Он уже витал в крайних пределах хрупкой жизни, вытекающей из него тоненькой осенней паутинкой, а вокруг над этими пределами лестничной площадки гигантские крылья летучей мыши рассекали тьму, дробили, колыхали воздух, накрывали его с головой скорбной тенью, точно колючим покрывалом на цементном полу. Он умирал в жестоком удушье, в металлическом звуке мохнатых крыльев, обдающих смрадным ветром смерти, и проходило, и удалялось в сознании:

«Почему так тяжко давит на голову какой-то звук в темноте?
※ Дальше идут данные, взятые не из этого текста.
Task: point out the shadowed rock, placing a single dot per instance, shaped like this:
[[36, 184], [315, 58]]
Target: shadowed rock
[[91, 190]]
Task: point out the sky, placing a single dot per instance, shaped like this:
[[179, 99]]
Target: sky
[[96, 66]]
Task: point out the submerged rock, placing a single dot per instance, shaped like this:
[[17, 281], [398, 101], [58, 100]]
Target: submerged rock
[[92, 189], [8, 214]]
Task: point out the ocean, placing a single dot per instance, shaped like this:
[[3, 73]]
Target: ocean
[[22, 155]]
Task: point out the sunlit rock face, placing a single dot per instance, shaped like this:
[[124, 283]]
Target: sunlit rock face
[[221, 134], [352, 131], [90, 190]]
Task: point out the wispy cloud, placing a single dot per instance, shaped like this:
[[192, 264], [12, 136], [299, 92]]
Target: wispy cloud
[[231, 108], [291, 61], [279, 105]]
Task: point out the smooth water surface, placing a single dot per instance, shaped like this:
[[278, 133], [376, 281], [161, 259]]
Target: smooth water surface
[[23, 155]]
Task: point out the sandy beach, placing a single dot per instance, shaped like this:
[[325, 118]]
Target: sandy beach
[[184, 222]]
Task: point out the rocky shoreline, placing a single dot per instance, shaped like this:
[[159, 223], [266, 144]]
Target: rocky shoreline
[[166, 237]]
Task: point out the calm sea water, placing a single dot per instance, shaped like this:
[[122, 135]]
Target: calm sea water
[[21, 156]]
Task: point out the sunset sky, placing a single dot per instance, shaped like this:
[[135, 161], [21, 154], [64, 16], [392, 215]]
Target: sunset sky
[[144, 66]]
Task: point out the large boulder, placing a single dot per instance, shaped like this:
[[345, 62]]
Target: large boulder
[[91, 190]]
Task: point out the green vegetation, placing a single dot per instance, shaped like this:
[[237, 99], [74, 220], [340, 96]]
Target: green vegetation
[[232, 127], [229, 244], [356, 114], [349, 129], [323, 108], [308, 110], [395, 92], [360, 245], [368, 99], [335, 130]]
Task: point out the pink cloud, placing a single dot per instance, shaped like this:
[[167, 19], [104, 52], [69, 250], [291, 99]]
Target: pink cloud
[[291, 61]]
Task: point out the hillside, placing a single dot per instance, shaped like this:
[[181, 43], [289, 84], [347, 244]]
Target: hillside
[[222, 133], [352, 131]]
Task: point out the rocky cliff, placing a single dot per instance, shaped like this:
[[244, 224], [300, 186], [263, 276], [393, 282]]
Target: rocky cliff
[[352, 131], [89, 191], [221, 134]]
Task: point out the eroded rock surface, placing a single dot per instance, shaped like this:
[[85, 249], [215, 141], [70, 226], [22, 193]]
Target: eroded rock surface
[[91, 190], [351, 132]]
Неужели здесь может быть телефон?.. Но какой странный потусторонний звук…»

И он сделал невероятное усилие над собой, чтобы вырваться из удушья, из кошмарного сна и, не сразу очнувшись, обливаясь потом, разомкнул глаза.
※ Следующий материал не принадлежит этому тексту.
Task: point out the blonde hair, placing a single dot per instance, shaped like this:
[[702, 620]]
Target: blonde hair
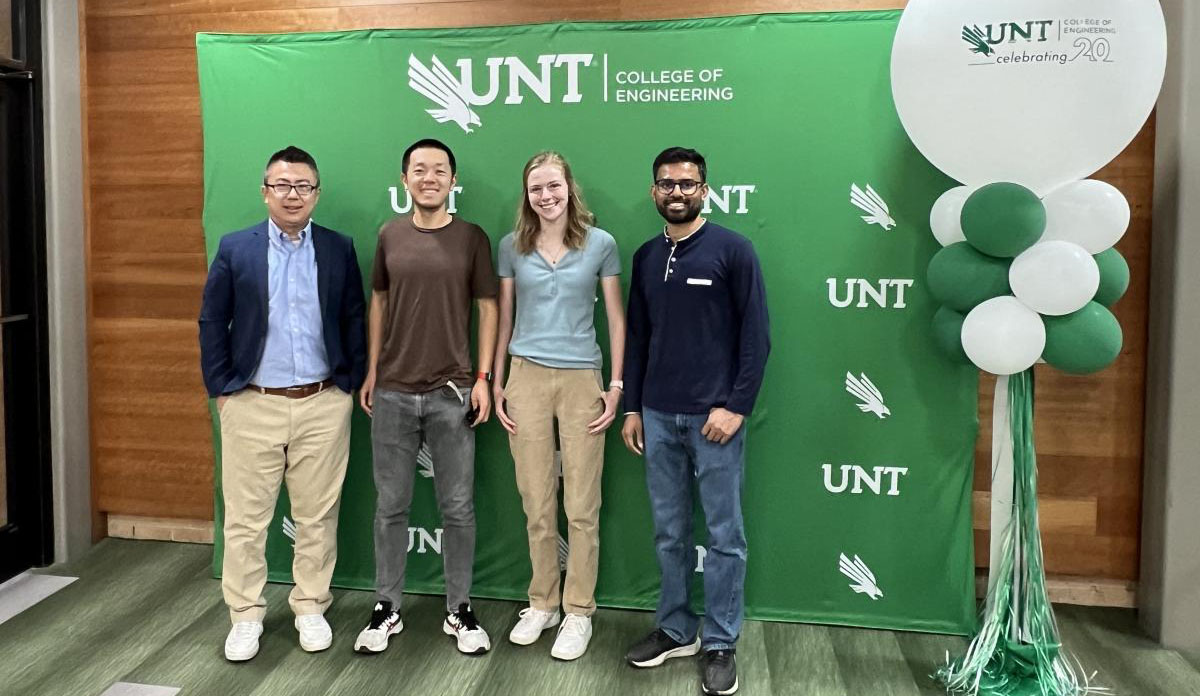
[[579, 217]]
Вокруг – ночь, темнота, но достоверная, комнатная, пулеметно простреливаемая сигналами телефона. Неужели телефон?

Он соскочил с дивана, набрасывая на плечи халат нащупал в потемках неумолчно сигналящий звук на письменном столе, что было телефоном, на секунду подумал, еще не сознавая бредовое забытье: «Не владеет ли мной сумасшествие?»
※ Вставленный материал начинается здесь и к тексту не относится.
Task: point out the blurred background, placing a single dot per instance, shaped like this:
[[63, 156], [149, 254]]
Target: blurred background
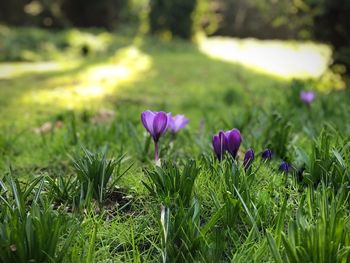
[[58, 54]]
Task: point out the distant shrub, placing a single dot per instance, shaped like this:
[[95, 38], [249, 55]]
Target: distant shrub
[[174, 16]]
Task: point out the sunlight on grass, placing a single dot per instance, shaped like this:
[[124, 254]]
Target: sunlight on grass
[[12, 70], [285, 59], [92, 84]]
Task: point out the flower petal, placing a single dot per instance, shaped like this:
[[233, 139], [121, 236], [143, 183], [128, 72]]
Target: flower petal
[[160, 124], [233, 141], [147, 118]]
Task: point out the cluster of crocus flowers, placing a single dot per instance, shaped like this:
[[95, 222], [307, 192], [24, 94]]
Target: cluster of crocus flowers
[[157, 123], [307, 97], [229, 141]]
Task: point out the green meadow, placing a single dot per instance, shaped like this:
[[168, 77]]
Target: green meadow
[[78, 181]]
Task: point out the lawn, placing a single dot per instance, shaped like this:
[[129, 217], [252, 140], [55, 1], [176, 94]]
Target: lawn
[[77, 164]]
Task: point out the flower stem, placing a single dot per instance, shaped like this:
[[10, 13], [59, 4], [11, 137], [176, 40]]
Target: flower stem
[[156, 154]]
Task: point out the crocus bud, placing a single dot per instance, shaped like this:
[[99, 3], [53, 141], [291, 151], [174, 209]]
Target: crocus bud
[[307, 97], [233, 141], [155, 123], [284, 167], [248, 159], [219, 144], [177, 122], [266, 154]]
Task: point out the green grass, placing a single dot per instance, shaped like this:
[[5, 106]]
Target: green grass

– Ну, слушаю, плосконосый, – сказал он охрипло, связывая неушедший сон с этим звонком, как повторное начало или продолжение сумасшествия и в непотухшем неистовстве, пережитом только что, в ненависти борьбы не отвергая даже встречу с тайным гнусаво-похабным голосом, угрожающим ему по ночам, независимо от того, чем эта встреча может кончиться «Безумие, отчаяние… Бицепсы доктора наук, накачанные гантелями, бессильны перед ножом и кастетом. Но похож ли этот ночной „приятель“ на того плосконосого из больного сна?» Трубка выжидательно молчала. Ну, слушаю, слушаю! – повторил Дроздов развязно и грубо. – Позвонил – говори, насекомое, если уж я подошел к телефону!

Очень знакомый крепкий, свежий баритон не без удивления посмеялся в трубке, потом спросил корректно:

– Я не ошибся номером? Это вы, Игорь Мстиславович? Смотрю на часы – второй час ночи. Не разбудил? Это Битвин.

– Разбудили, – ответил Дроздов. – Но в это время бывают другие звонки. И вы сделали благодеяние, пожалуй.